See Figure 5 for clinical pearls regarding the TTBP.
Adverse events to consider include the following:
- Pericardial puncture, resulting in potential hemopericardium or pericardial injection
- Intravascular injection
- Local anesthetic systemic toxicity
- Damage to the internal thoracic artery
- Neural injury
As reliance on opioids as the sole analgesic option wanes, new regional anesthesia techniques that focus on injection of local anesthetics into various fascial planes have gained prominence as critical components of multimodal analgesic regimens. Patients experiencing medial chest wall pain had not previously benefited from regional anesthesia techniques and have largely depended on intravenous and oral opioids for pain control. Although techniques that block spinal nerves (paravertebral block), or proximal intercostal nerves (intercostal block) may also be effective at treating parasternal pain, they are limited by either the potential for sympathectomy with resulting hemodynamic changes or the need to perform multiple injections to properly anesthetize a large area.

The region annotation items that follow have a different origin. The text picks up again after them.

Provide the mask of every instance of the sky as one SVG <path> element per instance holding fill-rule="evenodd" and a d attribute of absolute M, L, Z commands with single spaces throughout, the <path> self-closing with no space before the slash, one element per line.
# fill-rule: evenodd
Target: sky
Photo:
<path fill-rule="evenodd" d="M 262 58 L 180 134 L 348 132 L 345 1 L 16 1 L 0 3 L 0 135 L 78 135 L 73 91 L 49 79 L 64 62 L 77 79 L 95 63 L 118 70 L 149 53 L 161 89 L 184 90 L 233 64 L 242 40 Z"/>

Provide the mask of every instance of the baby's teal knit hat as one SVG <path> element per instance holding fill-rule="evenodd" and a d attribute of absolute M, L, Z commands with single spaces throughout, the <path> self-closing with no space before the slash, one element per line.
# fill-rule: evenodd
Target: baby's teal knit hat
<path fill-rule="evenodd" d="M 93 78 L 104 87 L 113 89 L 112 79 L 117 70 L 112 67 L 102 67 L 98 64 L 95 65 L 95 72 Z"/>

Opioid consumption has known side effects, including nausea, vomiting, decreased bowel function, diminished ventilatory drive with hypercarbia, somnolence, and tolerance and can potentially lead to problems with physical dependence or addiction. Non-opioid multimodal analgesic regimens may result in incomplete analgesia and may not be tolerated in various patient groups secondary to intolerability or side-effect profile. Epidural and paravertebral blockade require strict timing of venous thromboembolism prophylaxis protocols and may be associated with spinal hematoma and neuraxial injuries. In the authors’ experience, TTPB requires no alteration of the anticoagulant regimen, although vascularity and block difficulty should be taken into account when making a decision.
Poorly managed acute pain may ultimately result in the development of chronic pain and the need for costly and stressful additional medical or surgical intervention. “The reported incidence of chronic pain after cardiac surgery varies from 21% to 56% and is multifactorial in nature with a large neuropathic component.” Therefore, the cardiac surgery population may be particularly vulnerable and warrant additional perioperative analgesic efforts.
Regional anesthesia techniques contribute to analgesia, limit the reliance on opioid medications, treat neuropathic pain, and can prevent the development of chronic pain. With such a high incidence of chronic pain in the surgical population, TTPB proves to be a useful tool in the anesthesiologist’s arsenal.